The Necessity of Subcontent

By Deane Barker • Posted on May 20, 2007

Here’s something I don’t see nearly enough in content management systems: subcontent. This is when a content object contains other content objects as children. I don’t think I’ve ever built a content-managed site where I haven’t (1) used this when it was available, or (2) wished for it when it wasn’t.

It’s so common for a conceptual object in a content model to be composed of other content. This mirrors a relational database – the most common relationship between tables in a database is a one-to-many relationship where one thing in one table is related to many things in another table.

The same concept is at work here. Having a set of content objects existing within another is like an implicit one-to-many relationship. The parent is related to many children, and all of the children are related to one parent.

Most content management systems have some form of content tree, but often they fall into the “folder trap,” where they use the folder-and-file metaphor from operating systems. You can create folders, which then contain content.

I maintain that this is a mistake for a very important reason: the folder is not a content object itself.

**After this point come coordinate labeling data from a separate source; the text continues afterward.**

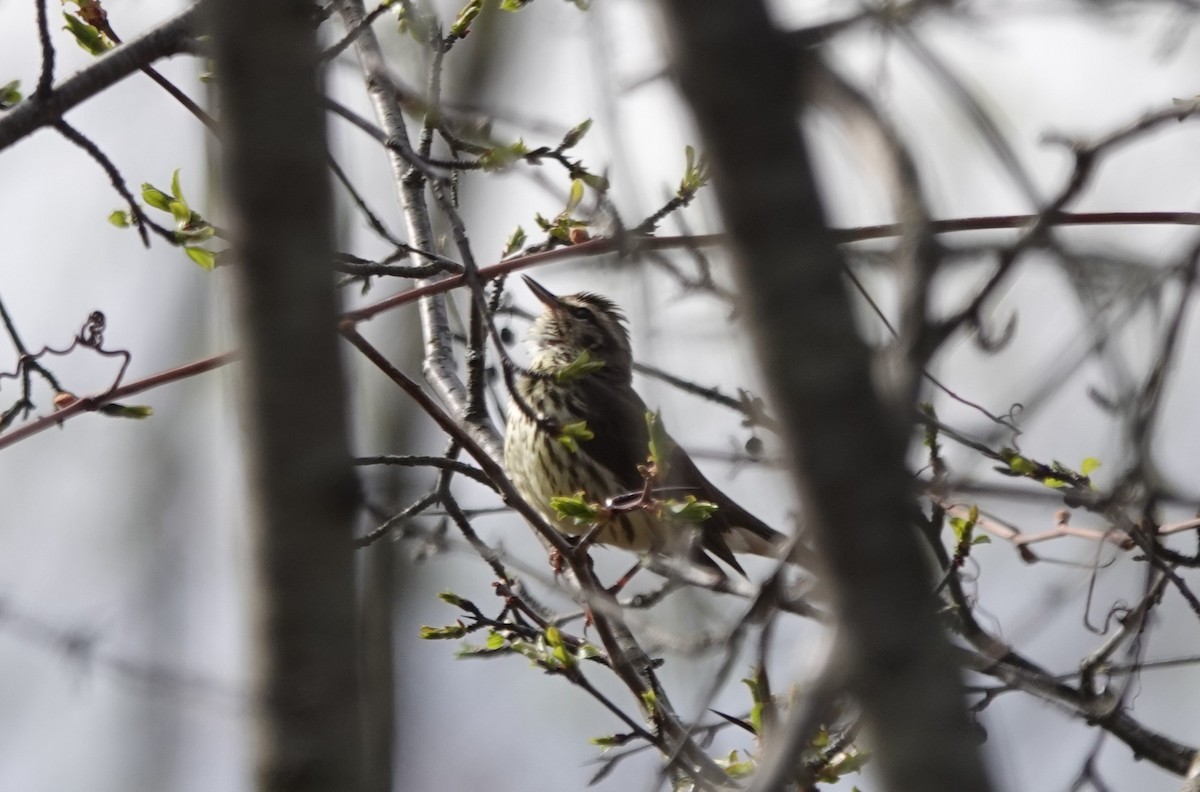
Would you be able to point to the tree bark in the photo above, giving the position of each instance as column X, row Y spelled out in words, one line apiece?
column 301, row 486
column 744, row 84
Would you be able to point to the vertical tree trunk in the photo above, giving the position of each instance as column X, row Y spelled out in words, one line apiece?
column 301, row 485
column 743, row 82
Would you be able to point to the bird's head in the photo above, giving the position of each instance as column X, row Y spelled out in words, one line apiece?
column 577, row 323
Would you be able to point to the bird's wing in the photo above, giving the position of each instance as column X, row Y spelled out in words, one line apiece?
column 731, row 527
column 621, row 439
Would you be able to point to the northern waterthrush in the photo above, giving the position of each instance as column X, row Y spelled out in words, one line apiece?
column 577, row 427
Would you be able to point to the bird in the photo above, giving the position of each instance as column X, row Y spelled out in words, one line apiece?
column 575, row 426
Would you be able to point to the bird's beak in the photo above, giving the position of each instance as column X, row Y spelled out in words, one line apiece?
column 545, row 295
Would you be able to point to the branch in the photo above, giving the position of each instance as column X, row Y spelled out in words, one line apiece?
column 172, row 37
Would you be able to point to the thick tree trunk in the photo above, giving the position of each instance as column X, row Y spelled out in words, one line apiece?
column 301, row 485
column 743, row 81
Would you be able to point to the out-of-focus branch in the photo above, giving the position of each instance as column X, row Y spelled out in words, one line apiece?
column 303, row 490
column 732, row 66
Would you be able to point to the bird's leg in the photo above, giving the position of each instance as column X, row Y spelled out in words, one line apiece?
column 624, row 579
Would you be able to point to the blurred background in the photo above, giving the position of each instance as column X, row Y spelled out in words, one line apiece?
column 123, row 544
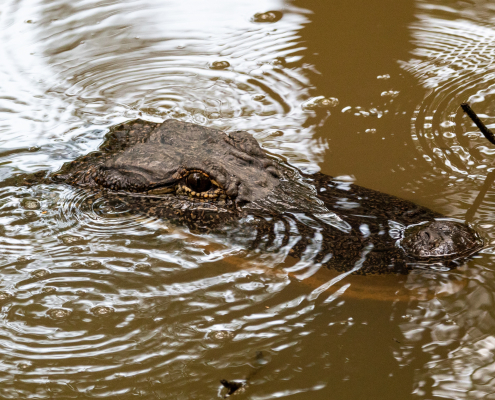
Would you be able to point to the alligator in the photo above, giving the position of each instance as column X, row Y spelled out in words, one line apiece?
column 208, row 180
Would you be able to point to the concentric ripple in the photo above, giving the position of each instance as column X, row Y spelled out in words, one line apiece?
column 95, row 64
column 454, row 59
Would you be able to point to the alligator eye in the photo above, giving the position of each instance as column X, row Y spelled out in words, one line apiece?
column 198, row 182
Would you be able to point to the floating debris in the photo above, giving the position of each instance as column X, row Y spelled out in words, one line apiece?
column 233, row 387
column 269, row 16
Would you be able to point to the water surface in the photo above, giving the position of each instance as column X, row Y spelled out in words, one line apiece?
column 97, row 303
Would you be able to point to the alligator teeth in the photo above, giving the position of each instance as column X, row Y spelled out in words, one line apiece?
column 162, row 190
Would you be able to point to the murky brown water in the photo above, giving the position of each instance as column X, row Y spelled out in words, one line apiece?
column 96, row 303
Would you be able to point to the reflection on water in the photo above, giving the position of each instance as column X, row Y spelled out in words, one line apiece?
column 98, row 302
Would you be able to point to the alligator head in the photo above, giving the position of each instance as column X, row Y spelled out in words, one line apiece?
column 205, row 178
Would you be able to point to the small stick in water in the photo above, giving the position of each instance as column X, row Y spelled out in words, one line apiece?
column 481, row 126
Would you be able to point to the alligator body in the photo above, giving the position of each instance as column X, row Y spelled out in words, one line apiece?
column 207, row 179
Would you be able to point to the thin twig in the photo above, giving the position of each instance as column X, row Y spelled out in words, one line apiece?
column 481, row 126
column 490, row 178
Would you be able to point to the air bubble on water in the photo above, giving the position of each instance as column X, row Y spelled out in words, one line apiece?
column 40, row 273
column 222, row 335
column 142, row 267
column 58, row 313
column 320, row 102
column 70, row 239
column 101, row 311
column 5, row 296
column 269, row 16
column 447, row 124
column 24, row 365
column 390, row 93
column 93, row 263
column 476, row 98
column 30, row 204
column 219, row 65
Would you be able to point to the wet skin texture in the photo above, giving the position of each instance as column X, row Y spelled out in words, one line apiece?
column 209, row 180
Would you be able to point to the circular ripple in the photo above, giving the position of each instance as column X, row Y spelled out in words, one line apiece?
column 94, row 214
column 455, row 62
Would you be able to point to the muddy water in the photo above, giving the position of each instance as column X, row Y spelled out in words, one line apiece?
column 97, row 303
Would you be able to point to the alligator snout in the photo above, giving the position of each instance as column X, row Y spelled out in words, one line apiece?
column 440, row 238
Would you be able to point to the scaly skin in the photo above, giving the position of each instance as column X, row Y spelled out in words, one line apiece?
column 206, row 179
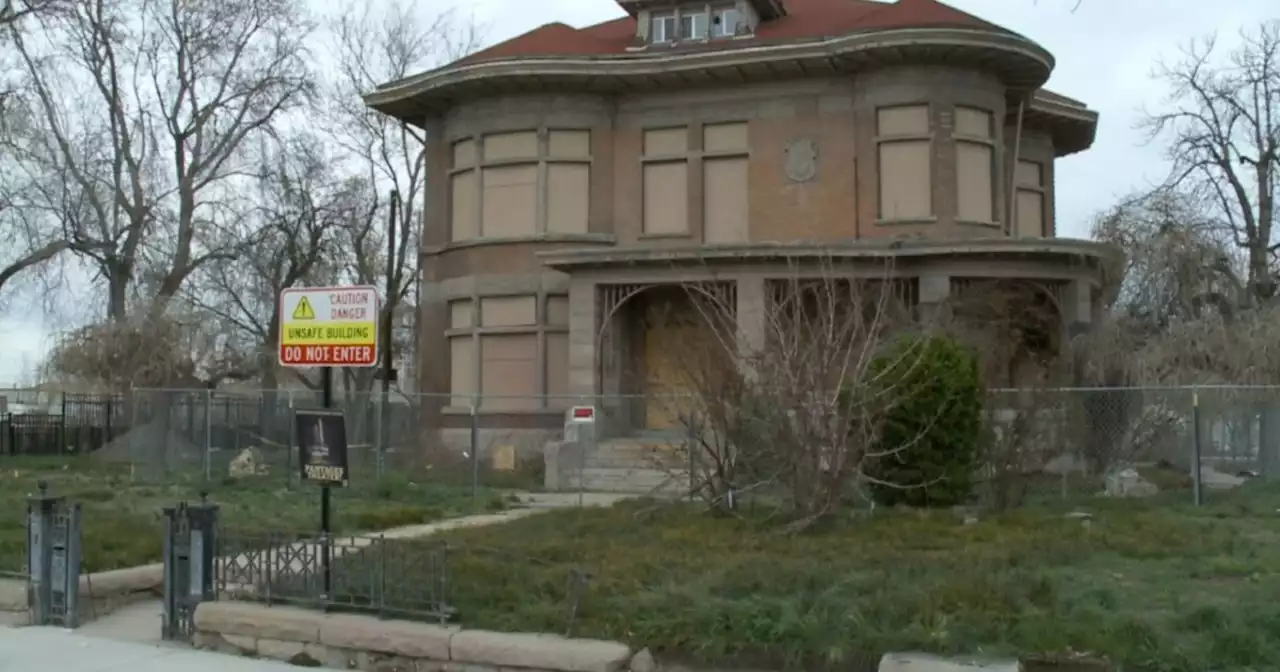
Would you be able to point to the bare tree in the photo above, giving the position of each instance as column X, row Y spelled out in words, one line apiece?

It’s a folder – some arbitrary structure thought up by the architects of the CMS, and it can’t carry content-based data or be managed like content (subject to workflow, versioning, etc.).

In practice, a content tree should effectively be made up of nothing but content objects stacked on top of one another. There are no “folders,” unless you want to create a “folder-like” content object. Each node in the tree is a content object, which has a content object as a parent and can have multiple content objects as children.

I was recently working with a magazine publisher. We discussed their content model, and it worked out like this:

A publication has multiple issues which each have multiple sections which each have multiple articles which each may have multiple subarticles. It was both highly relational and purely hierarchical – a perfect example of the need for subcontent.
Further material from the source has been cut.